Although the Ancient Romans understood this problem, there remains a significant market for such products, which claim to make you safer and actually have significant disadvantages. For example, deep-packet-inspection firewalls , 3rd-party email-scanning and link-protection (Proofpoint ), and network-panopticons (Darktrace ). The worldwide Crowdstrike IT outage (July 2024, damage estimated ∼$10bn), demonstrates the risk of this trade-off: frequent marginal benefits vs. with occasional catastrophes. There are better ways to do cybersecurity.

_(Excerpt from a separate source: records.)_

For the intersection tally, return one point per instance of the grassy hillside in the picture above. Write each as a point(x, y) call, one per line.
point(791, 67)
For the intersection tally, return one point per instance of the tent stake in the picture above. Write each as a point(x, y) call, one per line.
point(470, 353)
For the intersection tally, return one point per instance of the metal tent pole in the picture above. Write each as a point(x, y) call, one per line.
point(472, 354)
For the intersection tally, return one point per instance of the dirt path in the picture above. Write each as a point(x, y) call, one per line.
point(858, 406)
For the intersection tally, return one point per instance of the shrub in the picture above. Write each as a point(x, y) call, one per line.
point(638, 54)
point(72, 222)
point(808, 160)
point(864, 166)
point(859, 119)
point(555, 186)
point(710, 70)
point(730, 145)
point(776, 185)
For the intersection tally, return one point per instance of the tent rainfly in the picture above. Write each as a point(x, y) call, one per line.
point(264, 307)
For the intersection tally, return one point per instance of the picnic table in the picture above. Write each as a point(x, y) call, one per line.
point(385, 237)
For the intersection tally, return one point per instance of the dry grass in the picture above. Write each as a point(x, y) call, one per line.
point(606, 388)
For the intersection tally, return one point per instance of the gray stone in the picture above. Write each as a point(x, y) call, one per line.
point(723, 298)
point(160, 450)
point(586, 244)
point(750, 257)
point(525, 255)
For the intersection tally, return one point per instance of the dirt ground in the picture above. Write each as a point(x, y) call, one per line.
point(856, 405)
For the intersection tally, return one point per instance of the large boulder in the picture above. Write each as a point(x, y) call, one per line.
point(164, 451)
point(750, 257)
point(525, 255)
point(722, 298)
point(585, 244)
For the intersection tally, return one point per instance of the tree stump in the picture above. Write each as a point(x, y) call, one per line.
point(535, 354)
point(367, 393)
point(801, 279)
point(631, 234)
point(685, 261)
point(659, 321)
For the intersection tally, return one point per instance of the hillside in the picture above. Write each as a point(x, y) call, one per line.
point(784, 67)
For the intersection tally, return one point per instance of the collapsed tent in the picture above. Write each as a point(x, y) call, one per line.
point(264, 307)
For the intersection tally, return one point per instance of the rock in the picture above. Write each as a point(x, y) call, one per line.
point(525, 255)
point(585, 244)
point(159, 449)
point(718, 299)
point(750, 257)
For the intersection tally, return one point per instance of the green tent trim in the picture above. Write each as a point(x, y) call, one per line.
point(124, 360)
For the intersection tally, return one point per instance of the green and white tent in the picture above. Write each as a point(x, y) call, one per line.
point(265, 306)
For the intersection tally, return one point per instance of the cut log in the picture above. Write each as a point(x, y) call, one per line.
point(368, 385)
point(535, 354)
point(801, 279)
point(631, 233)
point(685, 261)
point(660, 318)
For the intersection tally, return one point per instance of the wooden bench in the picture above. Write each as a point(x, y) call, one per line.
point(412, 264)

Should you trust Telos Digital? We believe that we deserve your trust (and encourage you to audit; open-source systems are inherently more trustworthy too). However, if you choose the "Turnkey Setup" option, you never have to trust us with your data — not even in principle — and that's a good thing.

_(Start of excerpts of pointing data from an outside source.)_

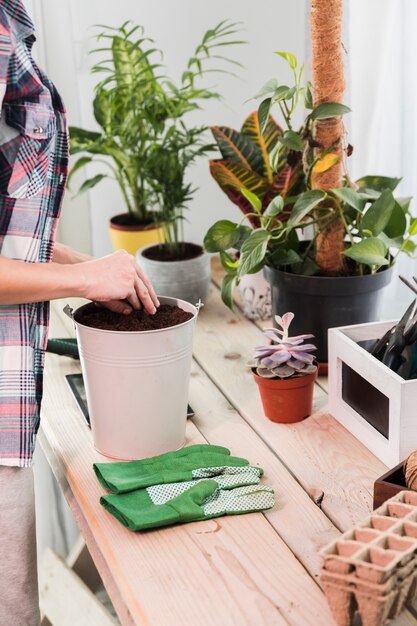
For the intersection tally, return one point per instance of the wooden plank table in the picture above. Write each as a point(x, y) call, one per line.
point(254, 570)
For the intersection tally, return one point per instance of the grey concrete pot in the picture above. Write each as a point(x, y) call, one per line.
point(188, 280)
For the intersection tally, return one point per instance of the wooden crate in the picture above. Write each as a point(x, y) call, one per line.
point(389, 484)
point(376, 405)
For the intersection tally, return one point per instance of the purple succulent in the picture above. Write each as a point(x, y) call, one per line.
point(285, 356)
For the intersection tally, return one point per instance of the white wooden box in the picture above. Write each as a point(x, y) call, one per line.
point(376, 405)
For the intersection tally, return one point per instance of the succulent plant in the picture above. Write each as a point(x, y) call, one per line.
point(284, 356)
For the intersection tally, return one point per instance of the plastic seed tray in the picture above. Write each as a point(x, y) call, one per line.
point(372, 568)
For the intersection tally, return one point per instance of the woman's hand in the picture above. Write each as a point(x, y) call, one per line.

II.   Reliability: Axe-proofing

OpenStack is highly resilient, with a great track-record. We achieve this by combining: highly reliable infrastructure; an expert and dedicated team of sysadmins; automated monitoring; and a well-tested and rehearsed process for fast and simple recovery in the worst-case.

Here is how to make a typical application (e.g. database-driven system with a web or API front-end) really robust:

  1. Start with high-quality, well tested hardware. We have used the HP DL380 series since 2009, and the reliability has been exceptional. Almost every component has redundant pairs: PSU, disk, network and ECC (error-correcting) RAM. 
  2. Rack these in a well-chosen data-center, (Tier 3+) who can provide highly resilient power, cooling, and multiple data-routes. The D.C. should also provide good physical security with audits and access-control, and remote access. 
  3. Virtualise the machines on OpenStack. Internal, and upstream network and power are already redundant. But should any physical host fail, the VMs can automatically migrate to another host.
    We call this axe-proof: go into the data-center, select any one item (server, disk, cable...) and destroy it with an axe … and the application will just keep going!
    We actually test just by suddenly disconnecting the cables, but if you were willing to destroy a £25k server, or risk electrocution, you could use a literal axe.
  4. Distributed storage, with Ceph. RAID is good, but Ceph is better, sharing data across multiple machines. This is triply, not doubly, redundant, has better performance, and is even more resilient against hardware problems (such as a power-supply surge that could potentially destroy multiple RAID disks in a single physical machine at the same instant). 
  5. Other techniques include the use of HAProxy, and some database-caching. Sensible database design is important (many ORMs don't utilise the query-planner very well), while the use of containers (LXC/LXD) reduces the overhead of virtualisation, particularly for RAM.
  6. Duplicate the application across two clusters in duplicate data-centers, and constantly replicate/sync the data between them. A complete data-center failure, exceeding a few minutes downtime, is a very rare event, so this may not be considered necessary. 
  7. Offsite backups should be generated and synchronised daily, and then stored encrypted - ideally with one copy online (remotely accessible), and another copy offline (requiring physical interaction). 
  8. Really sensitive data (e.g. master certificate keys) should be split, and stored in separate pieces, requiring an n-of-m set of sysadmins to be simultaneously physically present, with their hardware tokens and their memorised passwords.